The suit, filed on behalf of owners of six homes, claims damages against an umbrella building group known collectively as Bad Ass, and against DOB.

It alleges that the two acted in concert to approve housing permits for sub-standardly built homes that ultimately failed to obtain permanent certificates of occupancy.

The homeowners’ attorney, Susan Chana Lask, explained at a press conference on Tuesday, February 24 that the homeowners cannot obtain a permanent CO from the DOB which hinders them from reselling or refinancing the homes. DOB refuses to go after Bad Ass, she said.

The lawsuit alleges that DOB allowed Bad Ass to sell the homes with temporary certificates of occupancy because it collects more than half its revenue from construction permits issued to unscrupulous builders.

“The Department of Buildings has ignored these people long enough,” she said. “It is responsible for safe housing, not issuing building permits for illegal housing because it is more concerned with its $100 million a year in revenue while people suffer.”

Lask said that DOB’s actions amount to a constitutional property grab, and the suit states they are deprived of their rights under the United States Constitution’s Fifth Amendment, which protects property rights.

At the press conference, plaintiff Johanny DelaCruz said that rain literally pours into her home.
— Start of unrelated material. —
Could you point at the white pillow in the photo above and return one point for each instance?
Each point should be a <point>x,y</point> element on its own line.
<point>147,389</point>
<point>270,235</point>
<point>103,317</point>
“We thought we purchased the American dream, but the Department of Buildings and Bad Ass gave us a nightmare,” she said. “We live in a freezing, damp uninsulated structure that is illegal and frightening.”

Plaintiff Martha Diaz said that when she moved into her house about seven years ago, she discovered that it did not have proper insulation and that the builder had made her bedroom smaller than what was in an original model. She paid about $600,000 for her home.

Senator Jeff Klein and Assemblyman Marcos Crespo support the beleaguered homeowners.

“The actions taken by unscrupulous Bronx contractors to dupe unsuspecting families into spending their life savings on uninhabitable new homes are reprehensible,” said Klein. “Not only are these new homes constructed poorly and with shoddy, cheap materials – they pose significant health and safety concerns to the families living there.”

Crespo stated, “We can no longer allow unscrupulous individuals and shady companies to defraud those willing to invest in our community and make a commitment to raise their families in our neighborhoods. They deserve justice and today we take another step in seeking it!”

The homes probably cannot be made habitable and need to be literally reconstructed, said Lask, who added she would like to see her clients receive damages to purchase new homes.

Cheap, slipshod construction has led to black mold, said Lask, as well as poor plumbing and cracked walls.

DOB is issuing violations to innocent homeowners instead of dealing with the developer, which has disappeared, she said.

A spokesman from the city Law Department stated it would review the suit once it was filed.